Sunday, August 30, 2009

Two and a Half Questions with Proem


Until now, your music has often been categorized as classic IDM and been driven by beats and melody. But on the new album, you’ve done away with both and made a stunning dark ambient album. Why the change in direction?
It surprises me when people say its a change in direction. I like to think that the under current has always been there. I've made the occasional dark atmospheric track over the last ten years. I always treated it as music that was pretty much just for my ears only. I knew that it would be a hard sell for any of the labels I was involved in and I couldn't think of where to begin to generate enough interest outside the genre. Also, I wear lots of black and lurk in the shadows. I'm a closet goth. You wanna talk new direction,... just wait until i release this batch of old Industrial noise MD's I dusted off the last time we moved.

If I had to summarize the atmosphere on the album in one word, I think it would have to be “death”. The song titles alone are disquieting, to say the least.

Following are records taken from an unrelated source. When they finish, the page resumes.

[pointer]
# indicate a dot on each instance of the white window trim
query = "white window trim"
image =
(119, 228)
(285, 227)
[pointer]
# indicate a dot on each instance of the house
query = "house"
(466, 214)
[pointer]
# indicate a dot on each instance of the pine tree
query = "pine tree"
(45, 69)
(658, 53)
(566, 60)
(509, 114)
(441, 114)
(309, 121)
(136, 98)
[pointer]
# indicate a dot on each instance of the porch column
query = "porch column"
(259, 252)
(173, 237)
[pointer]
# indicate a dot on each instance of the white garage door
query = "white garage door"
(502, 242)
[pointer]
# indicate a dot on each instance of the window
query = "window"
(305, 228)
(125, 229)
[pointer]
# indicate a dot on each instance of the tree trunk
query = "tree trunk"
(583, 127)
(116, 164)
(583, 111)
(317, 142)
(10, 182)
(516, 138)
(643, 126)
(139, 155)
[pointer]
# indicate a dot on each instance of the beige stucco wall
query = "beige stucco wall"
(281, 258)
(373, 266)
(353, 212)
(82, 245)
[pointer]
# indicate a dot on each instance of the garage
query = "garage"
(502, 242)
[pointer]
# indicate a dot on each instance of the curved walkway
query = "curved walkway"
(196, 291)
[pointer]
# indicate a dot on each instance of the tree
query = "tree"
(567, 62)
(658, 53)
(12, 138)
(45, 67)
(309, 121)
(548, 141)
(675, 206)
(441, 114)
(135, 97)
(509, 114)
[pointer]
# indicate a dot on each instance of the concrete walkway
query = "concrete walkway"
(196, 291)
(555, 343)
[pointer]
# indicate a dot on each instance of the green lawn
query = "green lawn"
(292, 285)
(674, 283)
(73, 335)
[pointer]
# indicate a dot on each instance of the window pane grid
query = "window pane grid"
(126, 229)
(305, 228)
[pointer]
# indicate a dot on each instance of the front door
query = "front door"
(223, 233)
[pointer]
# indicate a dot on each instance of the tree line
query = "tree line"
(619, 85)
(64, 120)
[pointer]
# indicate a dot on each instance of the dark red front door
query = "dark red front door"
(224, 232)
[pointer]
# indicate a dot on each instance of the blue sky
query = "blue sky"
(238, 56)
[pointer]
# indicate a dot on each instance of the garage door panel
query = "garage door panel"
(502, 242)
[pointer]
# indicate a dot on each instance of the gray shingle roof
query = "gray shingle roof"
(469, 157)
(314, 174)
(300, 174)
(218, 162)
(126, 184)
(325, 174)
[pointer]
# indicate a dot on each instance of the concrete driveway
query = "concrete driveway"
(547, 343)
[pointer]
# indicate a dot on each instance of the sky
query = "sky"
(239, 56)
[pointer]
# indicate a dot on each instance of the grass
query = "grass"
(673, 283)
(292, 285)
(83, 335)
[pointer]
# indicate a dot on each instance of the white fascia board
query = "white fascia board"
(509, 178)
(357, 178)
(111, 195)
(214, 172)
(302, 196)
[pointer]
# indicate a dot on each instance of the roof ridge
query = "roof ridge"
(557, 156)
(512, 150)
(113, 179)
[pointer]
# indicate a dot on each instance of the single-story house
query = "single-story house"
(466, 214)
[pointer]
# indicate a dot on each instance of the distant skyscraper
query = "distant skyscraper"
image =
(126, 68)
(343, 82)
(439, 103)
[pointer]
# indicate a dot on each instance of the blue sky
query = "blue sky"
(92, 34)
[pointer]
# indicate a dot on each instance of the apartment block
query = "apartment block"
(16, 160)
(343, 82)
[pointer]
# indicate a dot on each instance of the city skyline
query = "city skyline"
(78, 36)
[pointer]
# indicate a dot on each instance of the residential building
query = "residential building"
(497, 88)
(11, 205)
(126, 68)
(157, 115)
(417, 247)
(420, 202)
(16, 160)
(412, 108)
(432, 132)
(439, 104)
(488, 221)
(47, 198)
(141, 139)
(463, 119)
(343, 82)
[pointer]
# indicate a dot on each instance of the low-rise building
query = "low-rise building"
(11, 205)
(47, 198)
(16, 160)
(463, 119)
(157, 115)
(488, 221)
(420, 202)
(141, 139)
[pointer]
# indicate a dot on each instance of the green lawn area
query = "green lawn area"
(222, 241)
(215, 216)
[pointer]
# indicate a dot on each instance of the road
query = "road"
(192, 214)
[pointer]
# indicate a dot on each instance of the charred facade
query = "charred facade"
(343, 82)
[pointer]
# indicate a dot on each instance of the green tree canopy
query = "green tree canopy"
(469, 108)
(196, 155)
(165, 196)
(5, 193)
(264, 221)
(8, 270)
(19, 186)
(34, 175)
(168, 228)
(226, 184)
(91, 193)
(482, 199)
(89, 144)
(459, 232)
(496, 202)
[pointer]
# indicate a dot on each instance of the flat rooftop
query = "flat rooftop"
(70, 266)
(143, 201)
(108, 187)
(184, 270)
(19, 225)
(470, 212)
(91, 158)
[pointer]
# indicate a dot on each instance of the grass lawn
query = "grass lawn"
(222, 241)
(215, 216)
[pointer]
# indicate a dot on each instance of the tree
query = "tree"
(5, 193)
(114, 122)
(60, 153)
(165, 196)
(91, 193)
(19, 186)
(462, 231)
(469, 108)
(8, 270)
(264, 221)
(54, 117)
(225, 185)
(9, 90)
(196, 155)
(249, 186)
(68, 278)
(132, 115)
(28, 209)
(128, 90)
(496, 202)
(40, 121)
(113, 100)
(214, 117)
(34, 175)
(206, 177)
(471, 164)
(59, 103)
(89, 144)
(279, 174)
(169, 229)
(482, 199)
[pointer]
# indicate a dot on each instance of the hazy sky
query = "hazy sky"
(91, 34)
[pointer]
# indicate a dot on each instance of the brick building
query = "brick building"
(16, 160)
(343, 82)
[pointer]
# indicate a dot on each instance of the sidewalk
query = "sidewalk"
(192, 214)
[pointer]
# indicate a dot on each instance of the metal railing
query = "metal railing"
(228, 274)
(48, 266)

What was going through your mind when you were making the album?
Funny you should mention that,... about 75% of everything I've ever written has been about death... or now that i think about it, ennui. You name a record, or song title of mine and guess what... death. Seriously. I am in love with death. See, look my goth roots are showing again... Most of the song titles and the structures were directly influenced by the mass amounts of death metal, dark ambient and math core that i rediscovered once my kids were born. It was the only thing that dulled the edge. Since then I haven't listened to much of anything electronic. The whole "classic IDM" is really dull and washed out and so much of the same thing. Whats worse though are artists that attempt to be "grimey" or "hard" and just sound flat and mostly uninspiried. Nothing has the same ferocious unity that death metal has. Maybe its just me but I cant make a computer sound genuinely angry I can only show it its own malaise.

Early on, at least, you were a devotee of the ‘less is more’ approach when it comes to production, using virtually solely your computer. Is this still the case or have you expanded your arsenal?
The "studio" has changed quite a bit in the last two years or so... I've paired down my digital tools ( FLstudio / LIVE / Usine / the usual NI fare) and picked up some hardware. A korg r3 for the vocoder at first, until i discovered i could get some interesting pads and noises out of it. Actually, about 80% of the synth / noise work on Till theres no breath is made with the R3. Sometimes like in the case of " a skin that crawls" its just one pad and four keys the R3 does the rest. I am also blessed to have just bought a Wavestation A/D (The holy grail of synths for me). I've wanted one for as long as I can remember. NOTHING sounds like a real wavestation. the plugin is close but not close enough. In addition to the new(ish) hardware, and now that my kids are a little older, I'm buying all kinds of acoustic instruments, ethnic percussion mostly (a kalimba, a balafon, a cajon). I'm looking to get a decent djembe before the end of the year. Of courseI'd absolutely kill for a hang drum, or a gamelan or even a array mbria, but i cant justify the expense to the wife. Basically with all these open air instruments and hardware I'm having to learn how to mic things somewhat properly which seems to take less time than programming a new softsynth. Oh the Live rig has changed a bit as well I'm now using a touch screen tablet and the nanoKontrol... Look what you did get me talking about music toys and I write a novel...

The inlay of the CD tray contains a paragraph titled "FOR MY GIRLS" in which you begin by saying "the cause of so much darkness in the beginning of your lives and so much light as you continue to grow and thrive against what seemed to be unbeatable odds." Would you mind giving elaborating on the "darkness" and "unbeatable odds" if it's not too personal?
My girls (naturally occurring fraternal twins) were born at 25 weeks and 4 days gestation age. They were no longer than 12.5 inches from head to heel. They weighed 1.7 ounces and 1.8 ounces. They were in the NICU (that's neonatal intensive care unit for the uninitiated) for about three months. Well one of them got to come home in July but other had a really rough course and didn't come home until September (on oxygen even). And when I say rough I mean 3 surgeries (heart, eyes, lung), two blood clots (most babies don't survive one), countless blood transfusions, ventilators, 8 specialists... There were minutes, days, weeks, where we thought she was'nt going to make it,... we were just waiting for the phone call. Needless to say we lived in the damned hospital. We learned more about medicine than we ever care to know. So, while most parents say their children are rare little miracles... and everyone in the room rolls their eyes,... mine actually are. My girls should not be alive. They are.

Wow. That's quiet a struggle. I don't know what to say. What’s next for Proem?
I've been painting a lot lately which always happens after finishing a record. I do however have a full length's worth of material that I'm shopping around. So there might be another proem record before the end of the year. I'd like to do a few things with the upright piano I have in the living room. Maybe do a couple of completely non electronic recordings. We'll see.